The World Cup 2022 Viewing Report was commissioned by Amdocs, which works with telecommunications giants Samsung, AT&T, at T-Mobile. It found that:
82% of fans are confident in their home internet connection to stream the World Cup viewing, but 40% of fans think their mobile network isn’t reliable enough to stream games on-the-go via their phone.
Fox Sports owns the U.S. English-language broadcast and streaming rights to the World Cup. That includes real-time highlights, in-match previews and live pre-game shows for all games streamed on Twitter. The 2018 World Cup saw Fox Sports set several of the network’s streaming audience records.
Injured UFC fighters will have access to Lutronic’s Accufit technology, a post-surgical electro-muscular stimulation system that accelerates recovery by simulating gym workouts.

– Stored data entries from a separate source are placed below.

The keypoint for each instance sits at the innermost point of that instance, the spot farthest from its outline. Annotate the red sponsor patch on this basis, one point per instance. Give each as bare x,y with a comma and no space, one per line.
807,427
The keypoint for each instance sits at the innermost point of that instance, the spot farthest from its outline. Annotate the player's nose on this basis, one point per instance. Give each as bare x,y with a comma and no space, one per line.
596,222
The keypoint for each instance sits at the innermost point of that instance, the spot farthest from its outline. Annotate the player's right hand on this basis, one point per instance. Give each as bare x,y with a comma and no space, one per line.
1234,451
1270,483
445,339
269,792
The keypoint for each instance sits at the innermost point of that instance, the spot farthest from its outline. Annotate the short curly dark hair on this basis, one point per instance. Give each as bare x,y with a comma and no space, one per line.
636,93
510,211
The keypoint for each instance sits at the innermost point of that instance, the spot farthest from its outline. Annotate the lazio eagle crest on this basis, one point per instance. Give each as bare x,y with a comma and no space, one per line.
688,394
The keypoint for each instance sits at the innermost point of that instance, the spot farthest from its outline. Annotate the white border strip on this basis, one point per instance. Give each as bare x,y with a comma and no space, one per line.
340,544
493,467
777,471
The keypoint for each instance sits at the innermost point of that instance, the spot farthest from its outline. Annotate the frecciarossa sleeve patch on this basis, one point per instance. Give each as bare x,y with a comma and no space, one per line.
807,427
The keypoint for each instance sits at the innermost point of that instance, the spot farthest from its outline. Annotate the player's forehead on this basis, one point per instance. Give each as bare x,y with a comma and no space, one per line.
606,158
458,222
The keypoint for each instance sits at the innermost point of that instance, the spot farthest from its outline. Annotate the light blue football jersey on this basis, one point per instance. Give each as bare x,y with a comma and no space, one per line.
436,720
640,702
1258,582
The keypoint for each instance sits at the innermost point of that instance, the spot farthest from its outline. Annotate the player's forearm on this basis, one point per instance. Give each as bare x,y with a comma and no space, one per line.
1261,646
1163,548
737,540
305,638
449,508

Emanating out of the UFC Performance Institutes in either Las Vegas or Shanghai, the Accufit treatments involve muscle activations otherwise known as waveforms which activate both concentric and eccentric contractions. The result is that recuperating MMA fighters can undergo exercise patterns without the physical strain of training, expediting their return to the Octagon.
Accufit’s proprietary energy delivery system can target multiple areas of a fighter’s body in brief 30-minute pain-free treatments. Its developers at Lutronic focus on smart laser and energy-based systems that are patented to enhance an athlete’s fitness, as well as ophthalmic and aesthetic procedures.
The UFC Performance Institute, which won SportTechie’s 2019 award for Outstanding Venue, has long tried to use technology to aid fighters’ training and recovery. It previously implemented Fusion Sport’s Smartabase athlete management system, allowing athletes to import data from a myriad of training technologies. The fighters were able to customize their training and view their progress through the Smartabase Athlete app.